Part 2, Chapter VI.
“As I went down to the water-side,
None but my foe to be my guide,
None but my foe to be my guide.”
Mrs Waynflete said nothing about the effects of her fall on the bridge, but she did not quite recover from the shock of it; and, accidental as it had been, she knew quite well that it would not have happened if her tread had been as steady and her sight as clear as had been the case six months before. She had one or two other little slips and escapes, and she said to herself that they were “warnings.”

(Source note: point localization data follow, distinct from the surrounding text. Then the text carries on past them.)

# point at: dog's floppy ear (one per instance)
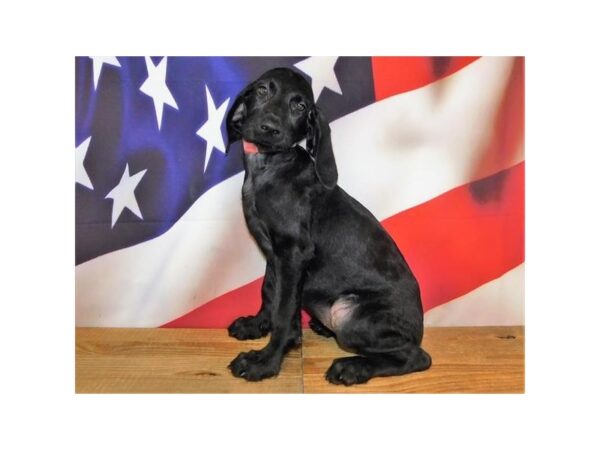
(318, 142)
(235, 114)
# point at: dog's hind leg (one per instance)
(319, 328)
(386, 338)
(359, 369)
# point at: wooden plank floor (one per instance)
(138, 360)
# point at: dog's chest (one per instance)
(258, 177)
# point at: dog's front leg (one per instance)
(285, 316)
(254, 327)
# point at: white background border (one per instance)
(40, 40)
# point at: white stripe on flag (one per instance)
(499, 302)
(391, 155)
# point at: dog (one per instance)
(326, 253)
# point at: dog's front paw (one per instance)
(350, 370)
(254, 366)
(250, 327)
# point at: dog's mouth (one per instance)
(249, 147)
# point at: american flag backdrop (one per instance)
(433, 146)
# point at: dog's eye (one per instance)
(262, 90)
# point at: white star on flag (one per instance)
(211, 130)
(98, 63)
(155, 86)
(81, 175)
(123, 195)
(320, 70)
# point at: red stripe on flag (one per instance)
(396, 74)
(465, 237)
(454, 243)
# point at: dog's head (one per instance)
(277, 111)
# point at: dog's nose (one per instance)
(269, 128)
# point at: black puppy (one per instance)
(326, 253)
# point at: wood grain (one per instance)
(476, 359)
(138, 360)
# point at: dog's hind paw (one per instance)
(250, 327)
(350, 370)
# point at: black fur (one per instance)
(326, 253)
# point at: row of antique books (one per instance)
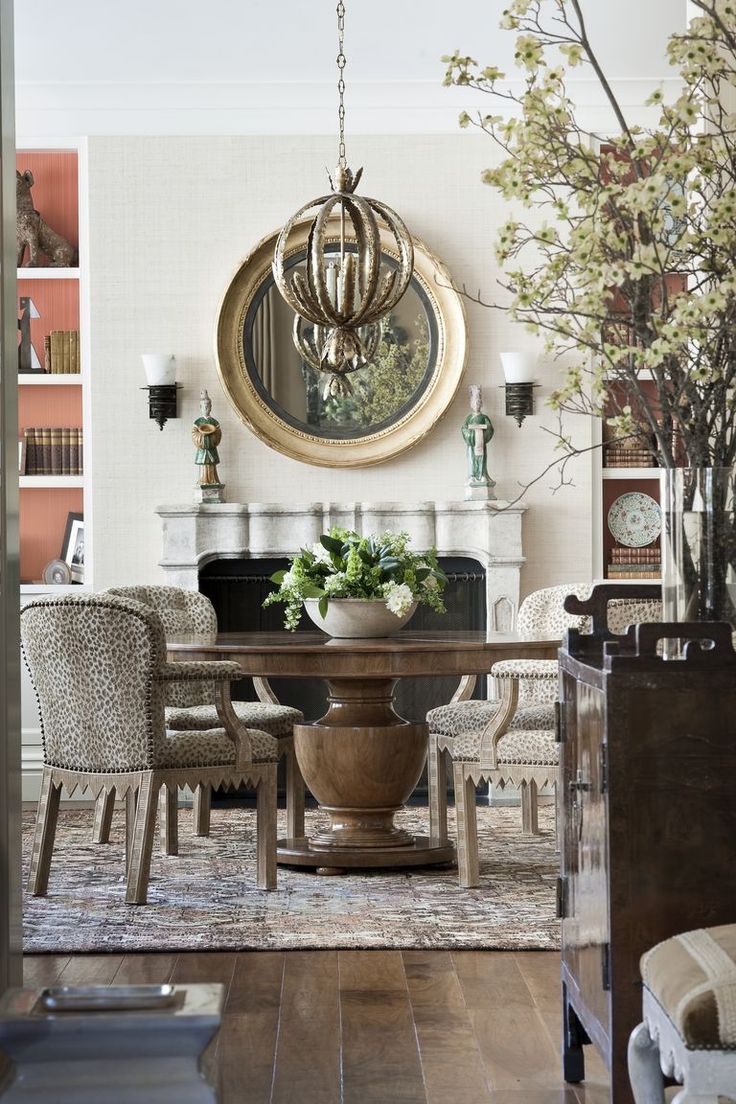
(62, 351)
(55, 450)
(636, 563)
(616, 456)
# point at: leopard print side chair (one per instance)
(511, 741)
(98, 667)
(192, 707)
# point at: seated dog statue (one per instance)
(35, 233)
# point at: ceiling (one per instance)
(137, 66)
(264, 41)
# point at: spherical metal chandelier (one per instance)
(343, 292)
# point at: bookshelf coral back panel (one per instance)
(42, 522)
(56, 304)
(49, 406)
(54, 191)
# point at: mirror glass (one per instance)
(383, 390)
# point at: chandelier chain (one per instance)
(341, 83)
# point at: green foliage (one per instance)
(387, 382)
(627, 261)
(343, 564)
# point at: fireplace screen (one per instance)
(237, 588)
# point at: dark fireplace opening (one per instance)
(237, 588)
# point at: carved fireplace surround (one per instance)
(490, 532)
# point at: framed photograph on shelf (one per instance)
(73, 545)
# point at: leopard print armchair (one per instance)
(92, 662)
(179, 611)
(191, 706)
(98, 668)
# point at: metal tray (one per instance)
(76, 998)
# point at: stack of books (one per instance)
(62, 352)
(636, 563)
(618, 456)
(52, 452)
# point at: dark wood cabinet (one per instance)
(648, 815)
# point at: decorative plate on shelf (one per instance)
(56, 572)
(635, 519)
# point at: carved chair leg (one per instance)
(104, 809)
(644, 1070)
(530, 810)
(437, 779)
(266, 829)
(130, 799)
(43, 837)
(202, 808)
(465, 806)
(574, 1040)
(295, 797)
(142, 841)
(169, 819)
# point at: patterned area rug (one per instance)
(204, 899)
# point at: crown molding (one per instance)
(284, 107)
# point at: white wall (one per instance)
(170, 220)
(228, 66)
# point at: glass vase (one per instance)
(699, 544)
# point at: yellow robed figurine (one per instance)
(477, 432)
(206, 435)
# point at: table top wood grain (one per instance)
(317, 655)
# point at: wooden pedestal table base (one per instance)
(361, 761)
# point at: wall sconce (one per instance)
(519, 369)
(161, 385)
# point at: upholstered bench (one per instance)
(689, 1029)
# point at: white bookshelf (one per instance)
(54, 587)
(630, 473)
(50, 379)
(50, 483)
(68, 380)
(32, 757)
(48, 273)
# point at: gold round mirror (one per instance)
(395, 399)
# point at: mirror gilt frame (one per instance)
(299, 444)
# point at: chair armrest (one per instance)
(466, 687)
(542, 669)
(215, 670)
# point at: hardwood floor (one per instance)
(369, 1027)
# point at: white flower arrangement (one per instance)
(343, 564)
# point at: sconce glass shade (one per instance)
(519, 367)
(160, 369)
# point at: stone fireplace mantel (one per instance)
(490, 532)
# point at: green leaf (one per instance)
(331, 543)
(311, 591)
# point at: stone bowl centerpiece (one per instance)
(359, 586)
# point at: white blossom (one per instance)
(398, 597)
(321, 553)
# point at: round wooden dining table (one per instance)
(361, 761)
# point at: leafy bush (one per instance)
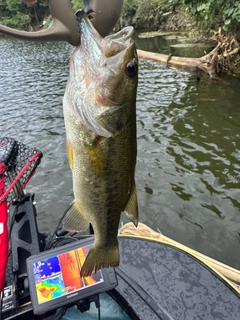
(225, 13)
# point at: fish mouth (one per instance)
(110, 45)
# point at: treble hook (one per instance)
(104, 15)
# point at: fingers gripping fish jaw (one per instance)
(104, 15)
(102, 167)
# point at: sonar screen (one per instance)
(54, 277)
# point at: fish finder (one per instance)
(54, 277)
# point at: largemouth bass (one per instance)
(100, 118)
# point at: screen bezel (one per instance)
(108, 283)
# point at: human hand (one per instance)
(29, 1)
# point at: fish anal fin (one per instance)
(70, 154)
(96, 157)
(98, 258)
(74, 220)
(131, 209)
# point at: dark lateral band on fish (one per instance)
(103, 165)
(104, 14)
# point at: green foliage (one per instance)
(225, 13)
(18, 15)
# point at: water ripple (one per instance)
(188, 167)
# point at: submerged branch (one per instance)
(224, 58)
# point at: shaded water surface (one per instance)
(188, 168)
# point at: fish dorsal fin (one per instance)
(74, 220)
(131, 209)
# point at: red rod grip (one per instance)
(3, 230)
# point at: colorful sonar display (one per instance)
(59, 275)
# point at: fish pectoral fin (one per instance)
(131, 209)
(74, 220)
(70, 154)
(98, 258)
(96, 157)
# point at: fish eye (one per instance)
(131, 69)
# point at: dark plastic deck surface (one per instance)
(160, 281)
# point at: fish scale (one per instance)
(100, 118)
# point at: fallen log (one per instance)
(224, 58)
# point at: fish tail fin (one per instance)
(98, 258)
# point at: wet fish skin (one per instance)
(100, 119)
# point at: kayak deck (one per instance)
(160, 281)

People often know their own condition much better than is supposed, or, than others do, and Mrs Waynflete knew as well as any doctor could have told her that her hour was coming. She was very glad that no one else appeared to suspect the fact. She did not like sympathy, and even yet she did not feel herself to require support. But she thought much within herself. Those two wills lay heavy on her mind, and so did Guy’s criticisms on the management of the mills. She hated to acknowledge as much; but she was really too clever and too experienced a woman not to know that there was more than a possibility of his being right. She had known too much of the books and accounts in past days not to know that of late she had not known them so well. Moreover, her first distaste to Waynflete continued. She did not get accustomed to the bed that she had to sleep in, nor to the chair she had to sit on. She scorned the young vicar, Mr Clifton. She even felt that she would have liked to have a talk with old Mr Whitman of Ingleby, and perhaps let him read her a chapter, though she never had consulted him in her life on any matter, spiritual or temporal. And on one point, in these autumn days, spent in this unfamiliar ancestral home, she changed her mind. She had always meant to be buried at Waynflete, though she had never chosen to live there; but, now, she resolved that she would lie by her husband’s side, in Ingleby churchyard. All her life had been spent at Ingleby; she had been born there, in the poor farmhouse which she had so despised. “The lads,” the male heirs, her brother’s descendants, might make their graves among the old Waynfletes if they liked. As she had dimly felt at first, the object of a life’s labour is not so dear as the labour itself; and whenever the charms of Waynflete were discussed, Margaret felt that she was an Ingleby woman. She was as constant to the facts of her life as she had been to the idea that had dominated it.
Under the influence of these feelings, she one day sat down, and wrote to Guy a note in which she told more of the truth than she had admitted to those living in the house with her.
“Waynflete Hall.
“My dear Guy,—
“I took your remarks as to the management of the business very much amiss, as it has always been my way to follow my own judgment, not finding that of other people any improvement on it. But I perceive that it is your right to have your say, and I wish to hear it. I am an old woman, and I shall not have my hand on things much longer. I feel my time is coming, and I would not wish to leave injustice behind me. So I desire that you come over here at once without delay, and put before me what you have got to say, and satisfy my mind on the points that lie between us. Besides, my dear, I wish to have you both here with me.
“Your loving aunt,—
“Margaret Waynflete.”
When Guy received this letter by the second post, on the day that Staunton went to Moorhead, the last sentence more than all the rest made him feel that he must start at once for Waynflete; manifestly the note had been delayed, or he would have got it in the morning. As it was, he could not reach Kirk Hinton till four o’clock.
He was touched and a good deal alarmed, not so much at the summons as at the inclination to listen to him, and hurriedly putting his papers together, set off, and at Ingleby station sent a telegram to Godfrey, since his old aunt disliked receiving them, saying briefly—
“Send trap without fail to meet the four train at Kirk Hinton.”